Auch Japan, konkret die Region Miyagi, taucht als möglicher zusätzlicher Standort auf. Parallel laufen in Südkorea milliardenschwere Investitionsprogramme in Yongin, Cheongju und einem Südwest-Cluster.
Der Rückenwind aus der Halbleiterbranche bleibt kräftig: Nvidia hatte kurz zuvor vor anhaltenden Engpässen bei Speicherchips bis 2028 gewarnt und seine Einkaufsverpflichtungen deutlich ausgeweitet. Davon profitiert SK Hynix als einer der wenigen Anbieter, die im Speichersektor zuletzt zulegen konnten, während Konkurrenten wie Micron oder Western Digital an der Börse nachgaben.

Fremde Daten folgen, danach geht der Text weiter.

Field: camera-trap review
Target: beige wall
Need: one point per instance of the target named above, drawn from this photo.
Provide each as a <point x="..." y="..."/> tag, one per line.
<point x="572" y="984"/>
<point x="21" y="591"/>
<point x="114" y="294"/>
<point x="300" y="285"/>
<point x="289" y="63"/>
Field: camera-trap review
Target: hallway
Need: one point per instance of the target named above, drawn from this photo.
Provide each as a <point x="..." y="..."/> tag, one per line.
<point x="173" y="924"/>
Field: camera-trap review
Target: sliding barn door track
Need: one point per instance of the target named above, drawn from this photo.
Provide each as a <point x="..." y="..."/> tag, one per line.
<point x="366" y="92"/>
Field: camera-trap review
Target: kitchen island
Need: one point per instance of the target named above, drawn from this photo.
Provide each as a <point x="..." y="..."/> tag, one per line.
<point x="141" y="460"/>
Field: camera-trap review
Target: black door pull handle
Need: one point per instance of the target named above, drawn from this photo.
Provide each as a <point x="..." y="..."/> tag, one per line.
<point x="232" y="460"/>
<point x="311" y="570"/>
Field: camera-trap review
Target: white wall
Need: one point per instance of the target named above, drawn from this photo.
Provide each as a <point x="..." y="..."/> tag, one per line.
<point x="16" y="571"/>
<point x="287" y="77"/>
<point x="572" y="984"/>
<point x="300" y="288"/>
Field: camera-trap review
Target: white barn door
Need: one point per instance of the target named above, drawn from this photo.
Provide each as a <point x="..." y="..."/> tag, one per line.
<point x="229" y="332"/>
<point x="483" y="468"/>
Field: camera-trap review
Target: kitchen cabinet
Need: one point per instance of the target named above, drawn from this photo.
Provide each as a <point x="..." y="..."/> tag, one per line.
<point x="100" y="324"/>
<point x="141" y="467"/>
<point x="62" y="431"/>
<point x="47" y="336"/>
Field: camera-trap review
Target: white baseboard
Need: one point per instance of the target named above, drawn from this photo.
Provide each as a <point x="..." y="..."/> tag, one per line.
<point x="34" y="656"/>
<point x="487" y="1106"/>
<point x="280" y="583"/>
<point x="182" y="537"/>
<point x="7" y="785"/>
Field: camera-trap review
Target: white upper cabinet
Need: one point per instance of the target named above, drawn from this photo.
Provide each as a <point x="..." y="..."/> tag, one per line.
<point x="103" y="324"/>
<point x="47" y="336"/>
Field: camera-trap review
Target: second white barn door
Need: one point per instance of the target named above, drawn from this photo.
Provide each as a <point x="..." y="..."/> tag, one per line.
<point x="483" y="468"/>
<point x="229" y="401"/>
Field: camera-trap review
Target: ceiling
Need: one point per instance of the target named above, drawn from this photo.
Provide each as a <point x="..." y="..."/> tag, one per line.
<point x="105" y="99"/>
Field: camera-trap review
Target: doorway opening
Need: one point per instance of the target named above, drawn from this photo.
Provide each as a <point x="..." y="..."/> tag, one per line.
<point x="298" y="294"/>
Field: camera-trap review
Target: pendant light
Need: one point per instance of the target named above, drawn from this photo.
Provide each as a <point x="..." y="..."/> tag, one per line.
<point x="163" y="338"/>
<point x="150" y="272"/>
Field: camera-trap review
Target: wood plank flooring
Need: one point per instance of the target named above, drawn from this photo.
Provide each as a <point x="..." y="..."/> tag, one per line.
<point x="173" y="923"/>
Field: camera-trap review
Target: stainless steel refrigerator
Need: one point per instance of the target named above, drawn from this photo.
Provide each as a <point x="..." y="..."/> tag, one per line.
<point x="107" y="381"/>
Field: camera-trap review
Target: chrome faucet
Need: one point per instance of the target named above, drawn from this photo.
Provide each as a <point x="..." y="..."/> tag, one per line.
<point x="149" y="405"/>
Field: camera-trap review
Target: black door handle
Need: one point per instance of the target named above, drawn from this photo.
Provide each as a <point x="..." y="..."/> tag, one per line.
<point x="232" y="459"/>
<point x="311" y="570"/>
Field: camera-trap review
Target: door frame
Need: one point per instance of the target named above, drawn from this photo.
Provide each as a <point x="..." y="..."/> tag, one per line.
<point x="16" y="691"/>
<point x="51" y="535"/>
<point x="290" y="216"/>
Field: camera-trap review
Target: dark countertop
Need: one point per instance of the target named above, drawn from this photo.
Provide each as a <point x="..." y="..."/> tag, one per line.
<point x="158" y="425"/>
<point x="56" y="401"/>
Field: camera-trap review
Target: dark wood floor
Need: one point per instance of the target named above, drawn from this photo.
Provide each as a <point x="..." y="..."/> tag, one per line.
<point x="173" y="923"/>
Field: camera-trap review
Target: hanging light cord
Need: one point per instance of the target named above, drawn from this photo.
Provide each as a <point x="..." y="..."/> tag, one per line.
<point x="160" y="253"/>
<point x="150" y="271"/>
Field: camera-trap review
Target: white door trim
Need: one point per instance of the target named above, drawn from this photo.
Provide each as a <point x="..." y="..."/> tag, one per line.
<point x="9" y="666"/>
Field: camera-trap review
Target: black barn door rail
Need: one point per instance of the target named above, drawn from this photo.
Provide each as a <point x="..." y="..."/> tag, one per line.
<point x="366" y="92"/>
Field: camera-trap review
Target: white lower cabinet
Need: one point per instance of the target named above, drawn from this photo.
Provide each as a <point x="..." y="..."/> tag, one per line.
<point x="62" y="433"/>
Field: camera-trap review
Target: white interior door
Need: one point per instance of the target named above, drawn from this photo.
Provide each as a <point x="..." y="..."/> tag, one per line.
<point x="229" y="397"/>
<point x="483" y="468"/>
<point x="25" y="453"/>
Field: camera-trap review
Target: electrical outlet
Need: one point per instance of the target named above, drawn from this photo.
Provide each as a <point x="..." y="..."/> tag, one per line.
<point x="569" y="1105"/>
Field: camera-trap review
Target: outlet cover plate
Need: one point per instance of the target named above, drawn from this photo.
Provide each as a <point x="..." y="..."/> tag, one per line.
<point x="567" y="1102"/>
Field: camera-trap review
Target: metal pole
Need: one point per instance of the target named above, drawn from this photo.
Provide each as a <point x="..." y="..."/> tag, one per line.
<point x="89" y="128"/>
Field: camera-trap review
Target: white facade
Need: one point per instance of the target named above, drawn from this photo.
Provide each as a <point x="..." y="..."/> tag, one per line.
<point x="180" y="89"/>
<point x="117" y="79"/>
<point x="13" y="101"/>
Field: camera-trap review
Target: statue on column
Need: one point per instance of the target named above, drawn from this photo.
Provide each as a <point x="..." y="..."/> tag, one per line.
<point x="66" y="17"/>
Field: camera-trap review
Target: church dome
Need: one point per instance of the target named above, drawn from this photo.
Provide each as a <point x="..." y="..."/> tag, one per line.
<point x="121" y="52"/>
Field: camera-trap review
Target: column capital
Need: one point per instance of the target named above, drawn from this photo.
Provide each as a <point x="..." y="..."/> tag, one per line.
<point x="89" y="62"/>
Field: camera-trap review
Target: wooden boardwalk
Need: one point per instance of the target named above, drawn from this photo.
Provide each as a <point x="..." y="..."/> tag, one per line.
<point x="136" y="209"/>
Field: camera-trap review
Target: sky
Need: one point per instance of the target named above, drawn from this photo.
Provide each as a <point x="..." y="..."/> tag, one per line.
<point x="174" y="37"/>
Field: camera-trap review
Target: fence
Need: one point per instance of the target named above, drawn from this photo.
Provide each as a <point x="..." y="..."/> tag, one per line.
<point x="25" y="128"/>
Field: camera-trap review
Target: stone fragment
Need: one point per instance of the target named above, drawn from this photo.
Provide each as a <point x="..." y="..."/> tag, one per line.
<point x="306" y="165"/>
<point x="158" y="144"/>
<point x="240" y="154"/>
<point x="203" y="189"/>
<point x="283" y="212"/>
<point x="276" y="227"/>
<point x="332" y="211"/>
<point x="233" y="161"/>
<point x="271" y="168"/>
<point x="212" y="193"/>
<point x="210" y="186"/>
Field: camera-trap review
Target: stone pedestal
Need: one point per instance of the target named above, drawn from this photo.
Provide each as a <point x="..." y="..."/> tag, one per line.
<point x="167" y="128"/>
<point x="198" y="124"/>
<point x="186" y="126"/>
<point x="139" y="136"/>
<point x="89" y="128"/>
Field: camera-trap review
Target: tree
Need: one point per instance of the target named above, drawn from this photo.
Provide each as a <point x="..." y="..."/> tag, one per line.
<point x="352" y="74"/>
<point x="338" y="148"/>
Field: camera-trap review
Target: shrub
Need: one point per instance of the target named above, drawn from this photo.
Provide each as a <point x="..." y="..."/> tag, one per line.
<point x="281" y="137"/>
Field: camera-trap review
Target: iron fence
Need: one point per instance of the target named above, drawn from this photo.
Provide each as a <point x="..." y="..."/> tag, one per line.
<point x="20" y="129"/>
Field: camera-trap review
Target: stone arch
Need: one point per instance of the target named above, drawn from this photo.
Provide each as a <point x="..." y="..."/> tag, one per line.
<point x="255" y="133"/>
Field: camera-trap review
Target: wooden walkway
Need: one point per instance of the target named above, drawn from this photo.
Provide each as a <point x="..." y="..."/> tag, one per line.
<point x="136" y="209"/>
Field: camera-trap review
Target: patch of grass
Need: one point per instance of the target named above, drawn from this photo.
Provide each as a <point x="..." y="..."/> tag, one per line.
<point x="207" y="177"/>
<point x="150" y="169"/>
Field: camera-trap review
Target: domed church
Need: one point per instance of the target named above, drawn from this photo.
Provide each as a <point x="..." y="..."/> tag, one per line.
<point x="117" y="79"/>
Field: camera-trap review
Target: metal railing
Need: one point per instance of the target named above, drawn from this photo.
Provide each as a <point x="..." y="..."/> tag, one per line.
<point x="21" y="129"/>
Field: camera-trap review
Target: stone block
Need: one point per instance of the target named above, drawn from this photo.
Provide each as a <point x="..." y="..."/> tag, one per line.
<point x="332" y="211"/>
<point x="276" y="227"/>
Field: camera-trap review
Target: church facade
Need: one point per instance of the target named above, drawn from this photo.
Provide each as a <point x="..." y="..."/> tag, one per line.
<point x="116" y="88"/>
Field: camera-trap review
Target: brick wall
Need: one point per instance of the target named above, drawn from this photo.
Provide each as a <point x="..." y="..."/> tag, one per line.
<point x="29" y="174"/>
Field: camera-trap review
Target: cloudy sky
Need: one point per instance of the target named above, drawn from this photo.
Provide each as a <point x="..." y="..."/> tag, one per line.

Kurs bleibt volatil, aber deutlich im Plus
Der Aktienkurs von SK Hynix zeigte sich zuletzt schwankungsfreudig: Am Donnerstag legte das Papier um 1,9 Prozent auf 1.720.000 Won zu, nachdem es sich in den vergangenen 30 Tagen bereits um 23 Prozent verteuert hatte.
Seit Jahresbeginn steht ein Plus von 165 Prozent zu Buche. Vom im Juni markierten 52-Wochen-Hoch bei knapp 2,99 Millionen Won ist der Titel derzeit rund 42 Prozent entfernt, notiert damit aber weiterhin deutlich über seinem 200-Tage-Durchschnitt.
Die Kombination aus milliardenschweren US-Investitionen, staatlicher Förderung und einer laut Konzernführung bis 2030 anhaltenden Nachfragelücke bei Speicherchips untermauert die strategische Ausrichtung von SK Hynix auf den amerikanischen Markt – unabhängig von der kurzfristigen Kursvolatilität.
SK Hynix-Aktie: Kaufen oder verkaufen?! Neue SK Hynix-Analyse vom 28. August liefert die Antwort:
Die neusten SK Hynix-Zahlen sprechen eine klare Sprache: Dringender Handlungsbedarf für SK Hynix-Aktionäre. Lohnt sich ein Einstieg oder sollten Sie lieber verkaufen? In der aktuellen Gratis-Analyse vom 28. August erfahren Sie was jetzt zu tun ist.
SK Hynix: Kaufen oder verkaufen? Hier weiterlesen...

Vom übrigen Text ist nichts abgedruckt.